# New help using 2 floats switches on Feed water tank



## splatz (May 23, 2015)

Usually it's better to buy a pump controller but it would just be a latching relay circuit

The NO contacts on the lower float go where "push to make" is, and the NC contacts on the upper float go where "push to break" is. The pump would be switched on with the C-D contacts. 

But then you'll want an HOA switch as well... a low alarm and a high alarm and possibly shutoff... maybe a second pump for redundancy, and you'll want to alternate lead / lag ... and you wind up buying a pump controller. 

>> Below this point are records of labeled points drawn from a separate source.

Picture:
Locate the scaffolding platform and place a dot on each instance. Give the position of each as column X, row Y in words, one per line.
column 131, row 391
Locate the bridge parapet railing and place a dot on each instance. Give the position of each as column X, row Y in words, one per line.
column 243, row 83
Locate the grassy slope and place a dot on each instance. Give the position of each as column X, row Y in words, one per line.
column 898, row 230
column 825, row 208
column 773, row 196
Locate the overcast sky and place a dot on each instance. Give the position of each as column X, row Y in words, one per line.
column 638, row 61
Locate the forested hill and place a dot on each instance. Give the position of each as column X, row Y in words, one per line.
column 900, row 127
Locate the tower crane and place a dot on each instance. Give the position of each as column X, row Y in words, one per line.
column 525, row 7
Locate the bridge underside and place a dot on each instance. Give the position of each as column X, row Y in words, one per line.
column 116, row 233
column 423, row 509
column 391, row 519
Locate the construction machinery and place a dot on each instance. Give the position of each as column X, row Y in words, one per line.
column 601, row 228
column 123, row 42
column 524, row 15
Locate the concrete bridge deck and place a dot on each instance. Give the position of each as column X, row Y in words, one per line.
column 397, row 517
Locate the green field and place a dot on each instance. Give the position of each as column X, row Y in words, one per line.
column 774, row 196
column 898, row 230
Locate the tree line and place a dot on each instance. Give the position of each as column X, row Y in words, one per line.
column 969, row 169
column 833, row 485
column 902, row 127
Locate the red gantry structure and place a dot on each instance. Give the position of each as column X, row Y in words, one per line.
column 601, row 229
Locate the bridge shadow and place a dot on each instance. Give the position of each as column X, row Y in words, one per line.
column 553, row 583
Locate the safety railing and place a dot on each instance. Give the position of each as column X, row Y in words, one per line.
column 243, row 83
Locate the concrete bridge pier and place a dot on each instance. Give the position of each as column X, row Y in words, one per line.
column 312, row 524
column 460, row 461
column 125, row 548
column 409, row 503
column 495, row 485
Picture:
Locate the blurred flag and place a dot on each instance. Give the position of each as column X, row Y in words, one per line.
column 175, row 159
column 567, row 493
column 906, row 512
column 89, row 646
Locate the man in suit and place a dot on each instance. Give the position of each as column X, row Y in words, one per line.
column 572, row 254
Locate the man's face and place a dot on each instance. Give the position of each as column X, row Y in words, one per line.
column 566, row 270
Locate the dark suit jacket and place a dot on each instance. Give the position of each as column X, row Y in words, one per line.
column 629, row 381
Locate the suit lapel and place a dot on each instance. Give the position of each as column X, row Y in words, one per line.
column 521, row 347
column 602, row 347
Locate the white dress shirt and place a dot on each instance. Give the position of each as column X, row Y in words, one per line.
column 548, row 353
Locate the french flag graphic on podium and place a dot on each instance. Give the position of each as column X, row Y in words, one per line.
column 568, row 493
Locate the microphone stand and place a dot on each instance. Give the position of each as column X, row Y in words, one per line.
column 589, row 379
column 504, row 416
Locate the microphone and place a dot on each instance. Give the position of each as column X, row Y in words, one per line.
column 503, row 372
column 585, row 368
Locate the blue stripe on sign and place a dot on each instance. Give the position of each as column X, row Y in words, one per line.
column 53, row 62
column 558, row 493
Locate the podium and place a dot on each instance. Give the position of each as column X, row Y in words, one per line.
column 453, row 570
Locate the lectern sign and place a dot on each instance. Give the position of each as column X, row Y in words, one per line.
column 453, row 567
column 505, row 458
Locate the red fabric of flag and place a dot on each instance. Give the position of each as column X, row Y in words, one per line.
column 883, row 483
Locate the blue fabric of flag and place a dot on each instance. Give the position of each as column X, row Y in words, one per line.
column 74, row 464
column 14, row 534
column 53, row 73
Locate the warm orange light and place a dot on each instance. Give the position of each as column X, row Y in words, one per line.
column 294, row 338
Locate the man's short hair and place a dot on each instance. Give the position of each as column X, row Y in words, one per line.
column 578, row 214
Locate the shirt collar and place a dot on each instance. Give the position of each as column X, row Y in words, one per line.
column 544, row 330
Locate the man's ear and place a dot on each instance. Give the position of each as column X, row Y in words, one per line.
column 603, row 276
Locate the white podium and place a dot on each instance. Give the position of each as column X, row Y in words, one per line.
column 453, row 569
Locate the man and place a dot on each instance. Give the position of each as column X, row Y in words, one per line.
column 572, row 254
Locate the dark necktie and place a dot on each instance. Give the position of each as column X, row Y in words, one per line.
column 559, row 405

http://www.reuk.co.uk/OtherImages/make-latching-relay-with-a-dpst-relay.jpg


----------



## jw0445 (Oct 9, 2009)

splatz said:


> Usually it's better to buy a pump controller but it would just be a latching relay circuit
> 
> The NO contacts on the lower float go where "push to make" is, and the NC contacts on the upper float go where "push to break" is. The pump would be switched on with the C-D contacts.
> 
> ...


You just blew his mind....


----------



## 3DDesign (Oct 25, 2014)

Is there an alarm with the controls?


----------



## micromind (Aug 11, 2007)

If you understand motor controls, connect the bottom float as a start button and the upper one as a stop button and think of the valve coil as a starter coil.


----------



## frenchelectrican (Mar 15, 2007)

micromind said:


> If you understand motor controls, connect the bottom float as a start button and the upper one as a stop button and think of the valve coil as a starter coil.


To OP just read what Micromind saying and he got right to the point very hard and fast.,


----------



## John Valdes (May 17, 2007)

I wish some of us older guys had a forum to go to for answers. We had to figure it out ourselves or get help from co-workers.
Its just to damn easy today and I expect many of young guys will benefit in the short term and be lost in the long.

OP. Take out paper and pencil and find a stop start drawing on the internet.
Print it out and change it to suit your needs.
Then take that to the project and make it work.

I bet you might even find one made just for your application. Online.
You will never be more than an installer until you take the time to figure out how stuff works.


----------



## LGLS (Nov 10, 2007)

The OP sounds more like a homework question.


----------



## paulengr (Oct 8, 2017)

3DDesign said:


> Is there an alarm with the controls?


We have 2 floats and so 4 possible states:
Below both floats, above both floats, between both floats, and a 4th one where the bottom float indicates low and the top float indicates high.

That last one would be a fault condition (bad float).

To get an alarm you need to either add floats or assume one of the valid conditions is an alarm state. Typically you will see either "hi hi" or "low low" alarm or both floats just outside the high and low float range. These go straight to the alarm.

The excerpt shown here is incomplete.